Aku memperhatikan wajahnya dari samping lamat-lamat. Hidungnya yang tinggi dengan porsi yang pas membuatnya semakin terlihat lebih tampan jika dilihat dari samping. Aku berpikir tentang- apa yang membuat wajahnya terkesan sangat angkuh terlepas dari fakta bahwa dia adalah anak bangsawan?. Apakah karena dagunya yang runcing itu? Atau karena kulit pucat dan bersihnya yang seolah tidak pernah tersentuh oleh sembarang orang?.

Aku tidak tahu jawabannya. Yang jelas adalah Draco Malfoy dengan segala warna yang ia punya- mata abu, rambut pirang platina, serta kulit pucatnya sangat sempurna saat dipadukan dengan warna malam hari yang bercahayakan bintang. Dan orang ini duduk di sampingku, menggenggam tanganku, dan bersama, kami menikmati malam indah yang lain.

"Draco. Dibandingkan dengan bintang, aku lebih penasaran akan sesuatu. Pertanyaan ini sudah ada sejak aku berumur sebelas tahun.." celotehku

"Apa itu?" Tanyanya kali ini menoleh dan menatap wajahku.

"Bagaimana rasanya memiliki rambut pirang terang?" Kataku polos.
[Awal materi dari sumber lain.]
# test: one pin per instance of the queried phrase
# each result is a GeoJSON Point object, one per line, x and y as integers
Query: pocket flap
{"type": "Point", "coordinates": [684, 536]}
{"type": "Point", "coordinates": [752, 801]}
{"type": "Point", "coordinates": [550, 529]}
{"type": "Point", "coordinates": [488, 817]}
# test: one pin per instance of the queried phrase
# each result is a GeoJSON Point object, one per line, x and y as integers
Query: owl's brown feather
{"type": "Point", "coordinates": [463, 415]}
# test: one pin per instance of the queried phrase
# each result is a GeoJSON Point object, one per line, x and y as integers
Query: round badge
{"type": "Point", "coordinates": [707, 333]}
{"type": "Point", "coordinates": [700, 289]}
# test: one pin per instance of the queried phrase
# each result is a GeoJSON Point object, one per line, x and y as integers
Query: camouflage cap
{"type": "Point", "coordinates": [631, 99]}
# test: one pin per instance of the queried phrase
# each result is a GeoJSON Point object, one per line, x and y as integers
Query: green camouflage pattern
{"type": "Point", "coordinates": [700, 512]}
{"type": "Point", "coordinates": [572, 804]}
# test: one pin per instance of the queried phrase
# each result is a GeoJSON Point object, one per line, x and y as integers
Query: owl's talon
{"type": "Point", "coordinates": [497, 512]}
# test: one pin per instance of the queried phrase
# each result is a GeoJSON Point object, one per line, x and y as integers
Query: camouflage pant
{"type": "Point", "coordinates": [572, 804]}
Draco memandangku dengan raut wajah kosong lalu terbahak-bahak. "Konyol ya?. Aku ingin menanyakan ini padamu dari tahun pertama tapi kita adalah musuh sengit saat itu."
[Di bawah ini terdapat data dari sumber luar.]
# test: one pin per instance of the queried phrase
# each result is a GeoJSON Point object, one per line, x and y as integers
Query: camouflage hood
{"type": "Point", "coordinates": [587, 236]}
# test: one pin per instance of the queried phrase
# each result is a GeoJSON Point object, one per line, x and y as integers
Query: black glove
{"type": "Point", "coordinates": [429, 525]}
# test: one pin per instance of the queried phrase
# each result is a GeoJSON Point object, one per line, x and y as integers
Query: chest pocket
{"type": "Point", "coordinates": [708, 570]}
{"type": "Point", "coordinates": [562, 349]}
"Jawabannya sama saat aku bertanya padamu, bagaimana rasanya memiliki bulu mata yang lentik?" Katanya dan aku membulatkan mulutku seraya mengangguk tanda mengerti.

"Apa yang kau dapatkan?" Tanyanya sambil nyengir.

"Eh.. terkadang aku terlalu fokus dengan apa yang tidak kumiliki. Padahal apa yang kumiliki belum tentu dimiliki orang lain. Tidak ada perasaan khusus karena aku sudah memilikinya dari lahir. Yang harus aku lakukan adalah mensyukurinya" jawabku panjang lebar, Draco kembali tertawa.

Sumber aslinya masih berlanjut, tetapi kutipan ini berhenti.